I’m Noah Weiland, and I’m here to catch you up on the day’s news, along with insights from the Washington bureau, where I work, and the rest of the Times newsroom.
Why is this all moving so quickly?
My colleague Mike Schmidt, who helped break the story last night about American envoys drafting a statement for Ukraine’s president, called me this morning as he was eating breakfast to help me answer that question.
Mike, you covered Robert Mueller for two years. That investigation — the evidence-gathering and writing of the report — felt relentlessly plodding. This impeachment inquiry feels like it’s moving at Mach speed. Why?

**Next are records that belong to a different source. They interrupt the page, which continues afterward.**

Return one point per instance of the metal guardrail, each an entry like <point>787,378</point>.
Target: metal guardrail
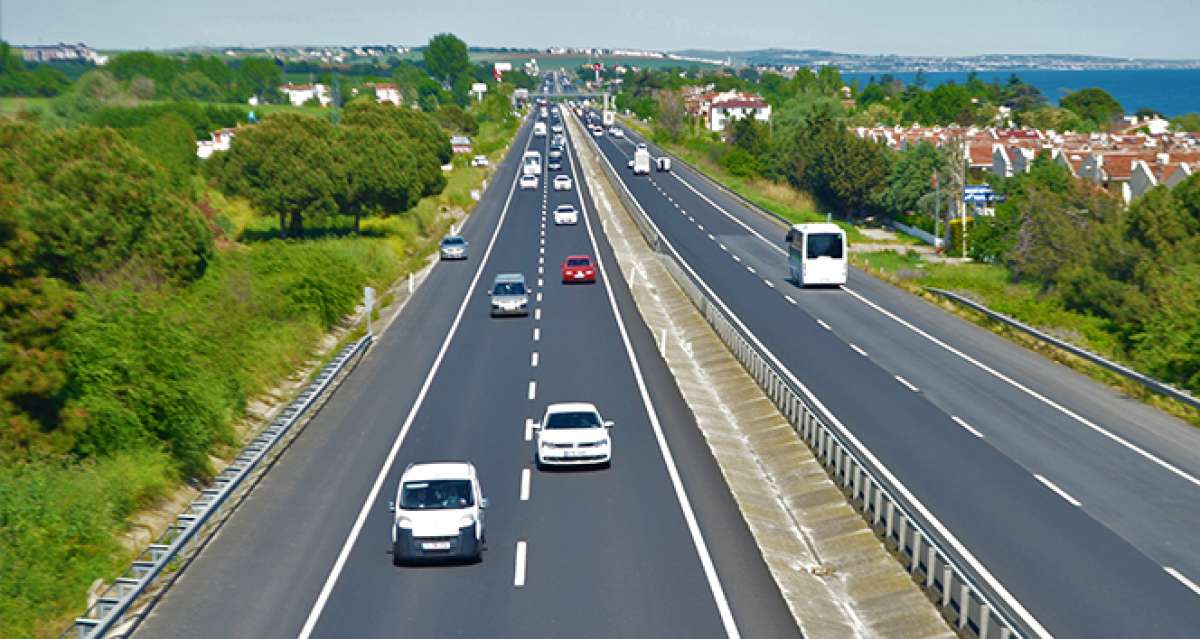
<point>113,614</point>
<point>967,605</point>
<point>1144,380</point>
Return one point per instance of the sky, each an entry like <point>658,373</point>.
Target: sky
<point>1116,28</point>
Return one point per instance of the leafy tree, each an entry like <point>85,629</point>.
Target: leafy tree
<point>911,177</point>
<point>1095,105</point>
<point>382,175</point>
<point>672,113</point>
<point>287,167</point>
<point>447,59</point>
<point>1188,121</point>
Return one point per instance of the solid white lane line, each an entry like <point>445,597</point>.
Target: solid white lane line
<point>1030,392</point>
<point>967,427</point>
<point>519,571</point>
<point>909,384</point>
<point>1057,490</point>
<point>697,536</point>
<point>1192,585</point>
<point>957,544</point>
<point>357,529</point>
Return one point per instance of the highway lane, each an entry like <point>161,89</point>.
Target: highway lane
<point>1131,466</point>
<point>609,553</point>
<point>1095,571</point>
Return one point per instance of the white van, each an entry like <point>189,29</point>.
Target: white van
<point>816,255</point>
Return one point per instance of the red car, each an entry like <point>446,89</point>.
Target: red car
<point>579,268</point>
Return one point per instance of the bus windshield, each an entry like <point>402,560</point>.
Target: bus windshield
<point>823,245</point>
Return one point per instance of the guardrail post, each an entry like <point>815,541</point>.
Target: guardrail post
<point>916,554</point>
<point>964,605</point>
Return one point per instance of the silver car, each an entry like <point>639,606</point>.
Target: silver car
<point>453,248</point>
<point>510,296</point>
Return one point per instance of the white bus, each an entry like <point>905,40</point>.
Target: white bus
<point>531,163</point>
<point>816,255</point>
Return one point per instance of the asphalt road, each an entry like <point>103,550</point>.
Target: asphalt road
<point>1081,502</point>
<point>609,553</point>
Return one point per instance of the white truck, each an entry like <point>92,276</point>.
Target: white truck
<point>641,162</point>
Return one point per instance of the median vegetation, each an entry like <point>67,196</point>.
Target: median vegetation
<point>147,297</point>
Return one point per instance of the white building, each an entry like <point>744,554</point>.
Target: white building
<point>300,94</point>
<point>220,141</point>
<point>723,108</point>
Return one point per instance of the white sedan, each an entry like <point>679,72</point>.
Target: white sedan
<point>571,435</point>
<point>565,214</point>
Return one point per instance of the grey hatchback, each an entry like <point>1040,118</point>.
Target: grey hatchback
<point>509,294</point>
<point>454,248</point>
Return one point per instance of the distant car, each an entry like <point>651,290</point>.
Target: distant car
<point>509,294</point>
<point>573,434</point>
<point>565,214</point>
<point>438,514</point>
<point>579,269</point>
<point>453,248</point>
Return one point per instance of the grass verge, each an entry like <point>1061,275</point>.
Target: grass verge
<point>989,285</point>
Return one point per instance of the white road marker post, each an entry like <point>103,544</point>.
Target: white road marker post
<point>369,302</point>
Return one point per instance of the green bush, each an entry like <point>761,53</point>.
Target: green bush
<point>58,532</point>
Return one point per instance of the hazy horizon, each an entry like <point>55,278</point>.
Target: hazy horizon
<point>939,28</point>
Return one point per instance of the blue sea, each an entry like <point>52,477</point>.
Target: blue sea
<point>1169,91</point>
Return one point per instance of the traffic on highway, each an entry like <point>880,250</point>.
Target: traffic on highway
<point>1086,490</point>
<point>531,464</point>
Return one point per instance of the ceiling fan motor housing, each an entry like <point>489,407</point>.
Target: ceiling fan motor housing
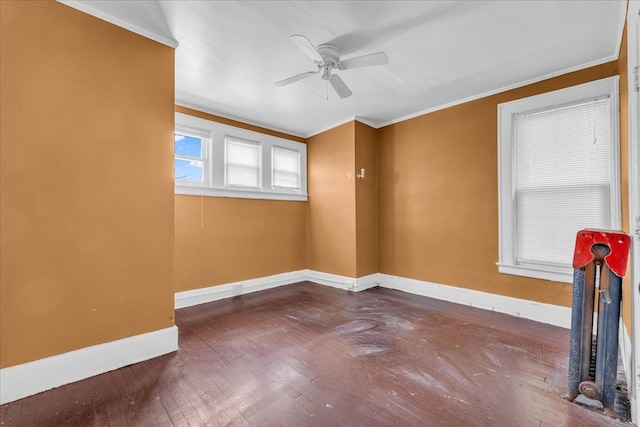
<point>330,57</point>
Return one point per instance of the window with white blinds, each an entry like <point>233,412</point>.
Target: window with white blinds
<point>285,165</point>
<point>558,175</point>
<point>242,163</point>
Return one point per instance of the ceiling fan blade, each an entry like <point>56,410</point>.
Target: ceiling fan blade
<point>378,58</point>
<point>295,78</point>
<point>340,86</point>
<point>305,45</point>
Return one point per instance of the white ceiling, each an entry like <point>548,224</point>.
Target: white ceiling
<point>230,53</point>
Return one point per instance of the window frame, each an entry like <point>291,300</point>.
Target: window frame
<point>232,139</point>
<point>507,111</point>
<point>273,171</point>
<point>204,151</point>
<point>214,183</point>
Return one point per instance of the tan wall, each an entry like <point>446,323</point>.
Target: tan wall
<point>438,196</point>
<point>222,240</point>
<point>366,139</point>
<point>331,214</point>
<point>86,213</point>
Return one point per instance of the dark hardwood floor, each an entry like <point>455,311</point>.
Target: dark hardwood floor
<point>306,354</point>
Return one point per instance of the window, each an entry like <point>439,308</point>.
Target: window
<point>286,168</point>
<point>241,163</point>
<point>212,159</point>
<point>558,174</point>
<point>188,157</point>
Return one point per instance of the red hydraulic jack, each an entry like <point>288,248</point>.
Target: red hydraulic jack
<point>599,262</point>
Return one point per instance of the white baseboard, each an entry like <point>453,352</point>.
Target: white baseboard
<point>343,282</point>
<point>540,312</point>
<point>228,290</point>
<point>34,377</point>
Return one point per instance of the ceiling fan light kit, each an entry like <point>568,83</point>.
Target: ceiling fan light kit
<point>327,58</point>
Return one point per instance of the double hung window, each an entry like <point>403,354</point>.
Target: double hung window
<point>212,159</point>
<point>558,173</point>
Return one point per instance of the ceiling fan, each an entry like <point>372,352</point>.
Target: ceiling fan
<point>327,59</point>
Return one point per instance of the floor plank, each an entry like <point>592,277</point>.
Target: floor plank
<point>305,354</point>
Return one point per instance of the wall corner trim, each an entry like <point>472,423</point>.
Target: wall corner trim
<point>344,282</point>
<point>228,290</point>
<point>17,382</point>
<point>540,312</point>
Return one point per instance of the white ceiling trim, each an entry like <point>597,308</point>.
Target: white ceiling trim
<point>237,119</point>
<point>100,14</point>
<point>500,90</point>
<point>621,23</point>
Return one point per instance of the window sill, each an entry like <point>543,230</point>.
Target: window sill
<point>238,194</point>
<point>549,273</point>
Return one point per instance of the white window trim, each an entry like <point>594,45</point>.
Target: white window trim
<point>258,145</point>
<point>214,173</point>
<point>204,137</point>
<point>506,112</point>
<point>273,170</point>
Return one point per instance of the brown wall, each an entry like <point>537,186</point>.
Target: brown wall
<point>366,139</point>
<point>331,214</point>
<point>438,196</point>
<point>86,213</point>
<point>221,240</point>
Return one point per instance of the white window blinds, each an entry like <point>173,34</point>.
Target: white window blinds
<point>286,168</point>
<point>242,163</point>
<point>562,179</point>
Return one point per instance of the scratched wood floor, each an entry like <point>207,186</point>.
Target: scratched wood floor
<point>309,355</point>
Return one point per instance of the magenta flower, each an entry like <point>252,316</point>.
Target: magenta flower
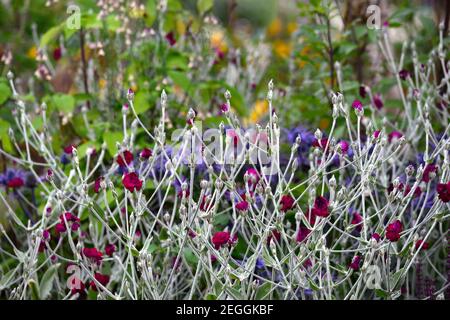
<point>101,278</point>
<point>320,207</point>
<point>355,263</point>
<point>394,135</point>
<point>93,255</point>
<point>146,153</point>
<point>403,74</point>
<point>287,203</point>
<point>429,168</point>
<point>393,231</point>
<point>242,206</point>
<point>224,107</point>
<point>274,235</point>
<point>15,183</point>
<point>97,184</point>
<point>422,243</point>
<point>443,190</point>
<point>302,234</point>
<point>170,37</point>
<point>110,249</point>
<point>376,236</point>
<point>377,101</point>
<point>357,220</point>
<point>357,105</point>
<point>131,182</point>
<point>376,134</point>
<point>362,91</point>
<point>220,239</point>
<point>124,158</point>
<point>344,146</point>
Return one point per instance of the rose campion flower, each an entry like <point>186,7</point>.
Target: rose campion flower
<point>222,238</point>
<point>443,190</point>
<point>131,182</point>
<point>170,37</point>
<point>376,236</point>
<point>394,135</point>
<point>15,183</point>
<point>302,234</point>
<point>242,206</point>
<point>403,74</point>
<point>320,207</point>
<point>146,153</point>
<point>93,255</point>
<point>355,263</point>
<point>378,102</point>
<point>287,203</point>
<point>376,134</point>
<point>344,146</point>
<point>362,91</point>
<point>97,184</point>
<point>101,278</point>
<point>110,249</point>
<point>393,231</point>
<point>357,105</point>
<point>68,149</point>
<point>72,221</point>
<point>429,169</point>
<point>275,236</point>
<point>124,158</point>
<point>320,144</point>
<point>357,220</point>
<point>253,174</point>
<point>422,243</point>
<point>224,107</point>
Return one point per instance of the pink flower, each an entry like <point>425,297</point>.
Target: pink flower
<point>220,239</point>
<point>68,149</point>
<point>376,236</point>
<point>57,53</point>
<point>320,207</point>
<point>15,183</point>
<point>242,206</point>
<point>131,182</point>
<point>275,235</point>
<point>403,74</point>
<point>146,153</point>
<point>302,234</point>
<point>357,219</point>
<point>72,221</point>
<point>357,105</point>
<point>93,255</point>
<point>60,228</point>
<point>355,263</point>
<point>429,168</point>
<point>422,243</point>
<point>170,37</point>
<point>253,174</point>
<point>110,249</point>
<point>124,158</point>
<point>101,278</point>
<point>321,144</point>
<point>224,107</point>
<point>378,103</point>
<point>287,203</point>
<point>97,184</point>
<point>444,191</point>
<point>362,91</point>
<point>393,230</point>
<point>376,134</point>
<point>344,146</point>
<point>394,135</point>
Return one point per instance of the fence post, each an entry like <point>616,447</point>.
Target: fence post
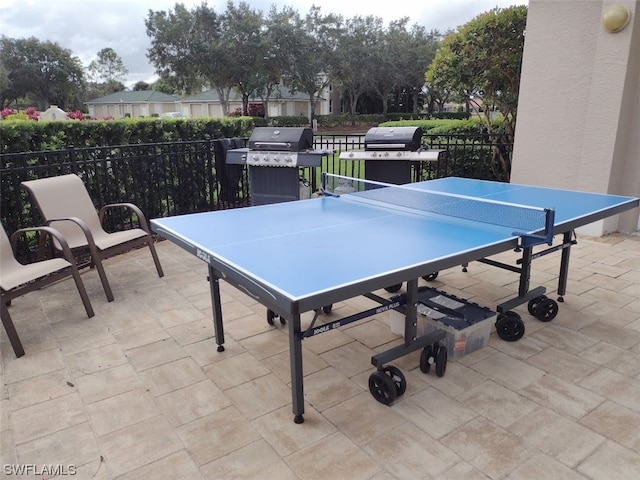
<point>72,159</point>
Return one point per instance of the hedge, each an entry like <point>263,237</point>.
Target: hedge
<point>30,136</point>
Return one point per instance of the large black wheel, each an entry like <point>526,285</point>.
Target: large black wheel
<point>398,378</point>
<point>546,310</point>
<point>426,359</point>
<point>382,388</point>
<point>393,288</point>
<point>431,277</point>
<point>441,361</point>
<point>510,326</point>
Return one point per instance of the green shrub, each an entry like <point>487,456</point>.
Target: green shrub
<point>32,136</point>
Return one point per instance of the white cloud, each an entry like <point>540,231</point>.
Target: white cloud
<point>86,27</point>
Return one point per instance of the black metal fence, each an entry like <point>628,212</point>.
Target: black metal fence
<point>186,177</point>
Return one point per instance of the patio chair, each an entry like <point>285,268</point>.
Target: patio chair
<point>17,279</point>
<point>65,205</point>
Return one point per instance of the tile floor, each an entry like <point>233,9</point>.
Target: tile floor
<point>139,390</point>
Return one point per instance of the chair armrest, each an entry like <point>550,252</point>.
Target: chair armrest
<point>78,221</point>
<point>141,218</point>
<point>64,246</point>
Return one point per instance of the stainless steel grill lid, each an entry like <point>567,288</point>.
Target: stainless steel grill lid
<point>285,139</point>
<point>393,138</point>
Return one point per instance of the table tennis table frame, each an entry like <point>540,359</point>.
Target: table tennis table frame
<point>291,310</point>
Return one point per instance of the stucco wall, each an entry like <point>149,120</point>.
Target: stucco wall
<point>579,107</point>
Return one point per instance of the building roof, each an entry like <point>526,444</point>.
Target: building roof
<point>140,96</point>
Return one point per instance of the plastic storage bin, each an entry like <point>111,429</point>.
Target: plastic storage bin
<point>467,326</point>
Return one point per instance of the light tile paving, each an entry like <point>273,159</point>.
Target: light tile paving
<point>140,391</point>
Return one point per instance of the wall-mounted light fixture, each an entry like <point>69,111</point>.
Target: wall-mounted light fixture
<point>616,17</point>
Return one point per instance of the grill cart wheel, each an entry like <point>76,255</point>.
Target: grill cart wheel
<point>426,359</point>
<point>533,304</point>
<point>510,326</point>
<point>441,361</point>
<point>546,310</point>
<point>382,388</point>
<point>398,378</point>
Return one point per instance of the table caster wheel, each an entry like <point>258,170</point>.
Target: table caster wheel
<point>546,310</point>
<point>441,361</point>
<point>382,388</point>
<point>398,378</point>
<point>510,326</point>
<point>426,359</point>
<point>271,315</point>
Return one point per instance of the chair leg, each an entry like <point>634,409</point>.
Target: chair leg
<point>97,261</point>
<point>104,280</point>
<point>10,328</point>
<point>82,291</point>
<point>154,254</point>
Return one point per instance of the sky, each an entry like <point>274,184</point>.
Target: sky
<point>85,27</point>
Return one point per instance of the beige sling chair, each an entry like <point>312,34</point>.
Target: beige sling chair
<point>17,279</point>
<point>65,205</point>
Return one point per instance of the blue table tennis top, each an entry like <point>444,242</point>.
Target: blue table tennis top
<point>302,249</point>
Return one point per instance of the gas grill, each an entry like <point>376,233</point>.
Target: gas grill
<point>274,157</point>
<point>389,152</point>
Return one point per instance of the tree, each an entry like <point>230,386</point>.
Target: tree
<point>312,58</point>
<point>44,70</point>
<point>180,45</point>
<point>356,66</point>
<point>108,67</point>
<point>483,60</point>
<point>242,38</point>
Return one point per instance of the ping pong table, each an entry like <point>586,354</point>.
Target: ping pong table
<point>306,255</point>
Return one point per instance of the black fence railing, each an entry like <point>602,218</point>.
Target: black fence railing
<point>186,177</point>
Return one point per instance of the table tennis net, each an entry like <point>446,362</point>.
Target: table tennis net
<point>521,218</point>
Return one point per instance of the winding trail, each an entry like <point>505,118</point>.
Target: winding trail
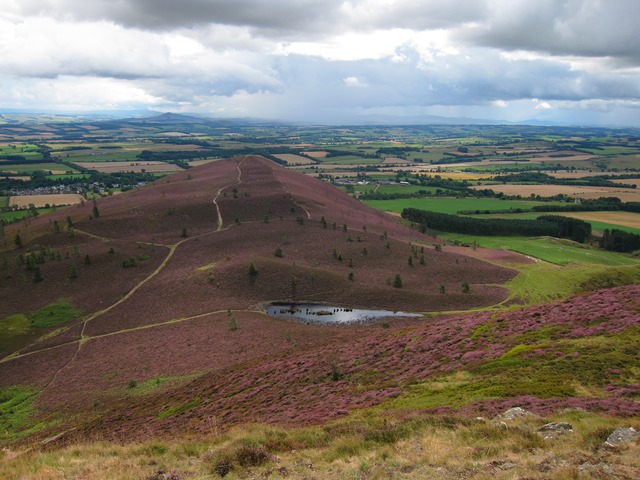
<point>222,189</point>
<point>172,249</point>
<point>290,194</point>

Mueller was premised on the idea that his investigators had to do their work in secret and then would release what they found. It was this self-contained thing inside the Justice Department, operating under the rules of a federal investigation that are designed to shield work from the public. Then you basically got a big dump of Thanksgiving dinner — the report — and you were supposed to sit there and try to wade through it.
What makes this impeachment investigation so different from one run by professional prosecutors?
The witnesses are scurrying to get their side out publicly to make sure it doesn’t look like they were enabling the president. It propels the story forward at an incredible speed. These inspectors general, like Mr. Atkinson today, are not bound by the same rules of a federal investigation. They’re sort of like free agents and can largely make reports to Congress without going through the Justice Department.
So should Democrats in Congress be grateful that they’re the investigators this time around?
A lot of times, Congress is impeded by a federal investigation and can’t get to a lot of the evidence or witnesses, because the F.B.I. says, “We’re conducting an ongoing investigation.” That’s a huge chill. While Democrats are upset there isn’t an F.B.I. investigation, it has still freed up witnesses to cooperate with them. They benefit from being able to do it themselves.
One through-line of the Trump presidency has been Mr. Trump trying to dissociate himself from people around him who have been linked to a controversy or alleged crime. He did it with Paul Manafort. He did it with Michael Cohen. He tried again today. “I don’t even know most of these ambassadors,” he told reporters who asked him about the revealing text messages of American envoys. “I didn’t even know their names.”
We put together a helpful graphic today that explains what was actually in those texts.
What else we’re reading
Ukraine’s top prosecutor said he would audit several investigations carried out by his predecessors, including a case involving a natural gas company that employed Mr. Biden’s son.
The Oregonian wrote about Mr. Sondland, who is at the center of the Ukraine investigation. His parents escaped the Holocaust. He founded a Portland-based boutique hotel chain. Before his companies gave money to Mr. Trump’s inauguration, he was a bundler for Mitt Romney.
Senator Ron Johnson said he was blocked by Mr. Trump in August from telling Ukraine’s president that military aid was coming, the Milwaukee Journal Sentinel reported.
Does John Cornyn know something we don’t? The Texas senator tweeted this morning that the Justice Department was investigating Mr. Biden’s “conflicts of interest.” Then one of his aides appeared to walk back the statement. When asked about it, Mr. Trump told reporters they should ask the attorney general.
“No pro quo,” Mr. Trump said on the South Lawn of the White House this morning while talking to reporters. Do we sense a new rally chant?